Britain's top two confectioners, Cadbury Schweppes PLC and Kit Kat-maker Rowntree PLC, have become tempting targets for U.S. and Swiss bidders in what the British have dubbed the candy bar wars.

The bidding and stake-building reflect a trend among consumer companies to go global by acquiring existing, strong brands, which are almost prohibitively expensive to create from scratch, analysts say.The moves also reflect Swiss companies' concerns about the approach of 1992, when the Common Market is to become one barrier-free market of 320 million consumers.

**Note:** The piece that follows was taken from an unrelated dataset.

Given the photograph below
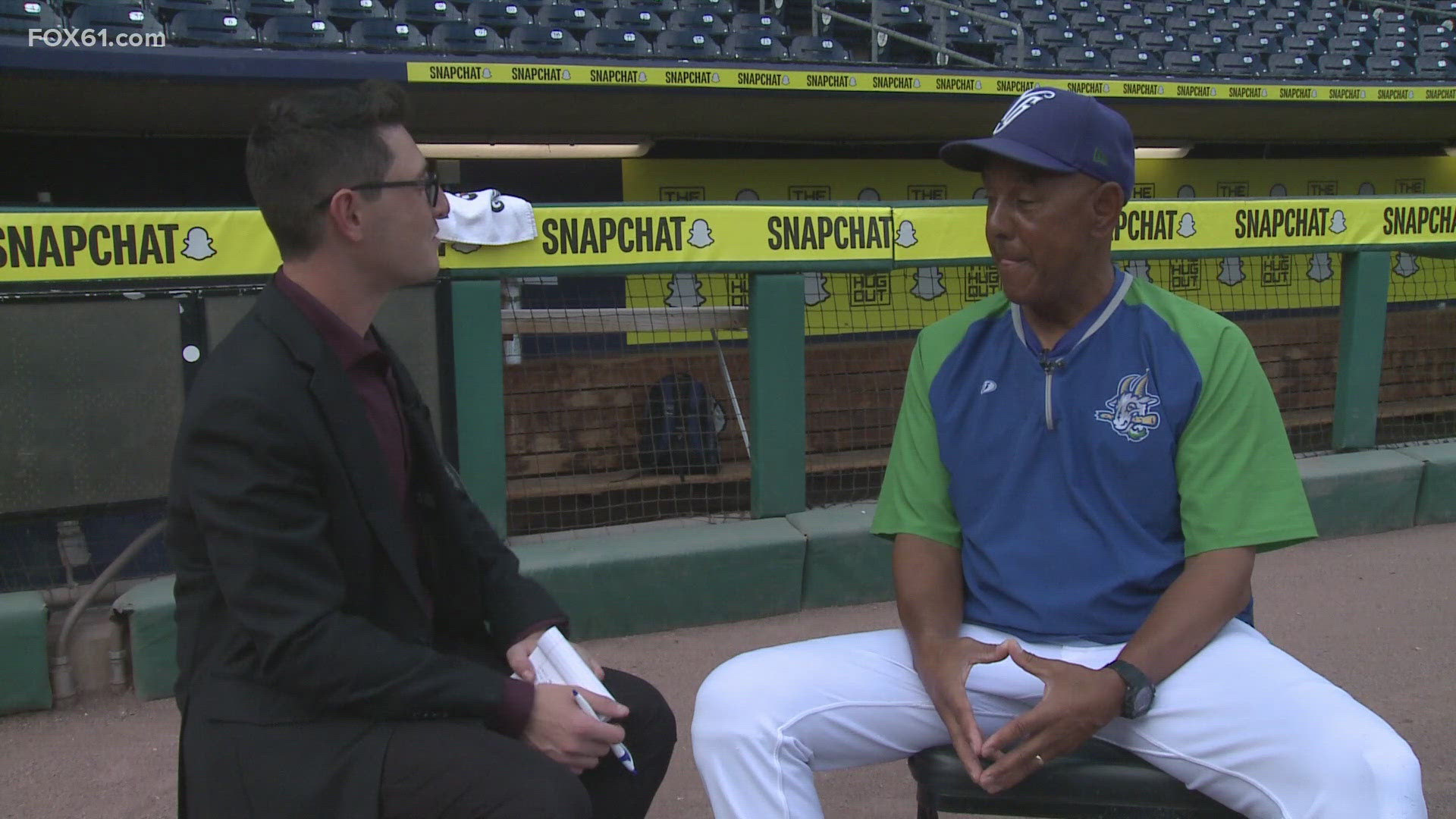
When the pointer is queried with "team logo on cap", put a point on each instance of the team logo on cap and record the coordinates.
(1024, 104)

Because Switzerland is not a member, Swiss companies are eager to buy operations within the 12-nation European Community, said Felicity Smith, an analyst with the London investment firm Hoare Govett Ltd.

The candy bar wars also underscore the key roles Cadbury and Rowntree play in the industry and the importance of Britain as a confectionery market.

The two companies rank among the world's largest chocolate-makers, as do the Swiss suitors for Rowntree, Nestle S.A. and Jacobs Suchard S.A.

The American company General Cinema Corp., which said it wants to increase its stake in Cadbury, has interests in movie theaters and soft drink bottling.

In Britain - the third-largest chocolate consuming country in the world after Switzerland and Norway - Cadbury has the largest share of the $3.9 billion chocolate market, or 30 percent, according to the London brokerage firm Henderson Crosthwaite Ltd.

Rowntree comes in a second with 26 percent, and U.S.-based Mars Inc. is third with 24 percent, the firm said.

Cadbury's brands also include Canada Dry soft drinks.

Many Britons are not happy that two of their venerable institutions are being raided by foreigners.

"The fate of the (Rowntree) Yorkie bar has stirred the nation into a fit of patriotism," the Daily Telegraph newspaper said. "The Little English lobby has been in a lather . . . "

Rowntree hasn't made a direct approach to the government about possible intervention, but it is discussing the matter with "one or two people," a Rowntree spokesman said.

In Cadbury's case, General Cinema, which is headquartered in Chestnut Hill, Mass., said last week that it would increase its 17.7 percent stake in the British company, possibly through a tender offer.

London-based Cadbury, whose brands include Peter Paul's Mounds and Almond Joy candy bars, said any involvement or interference from General Cinema would be "unwelcome, and strongly resisted."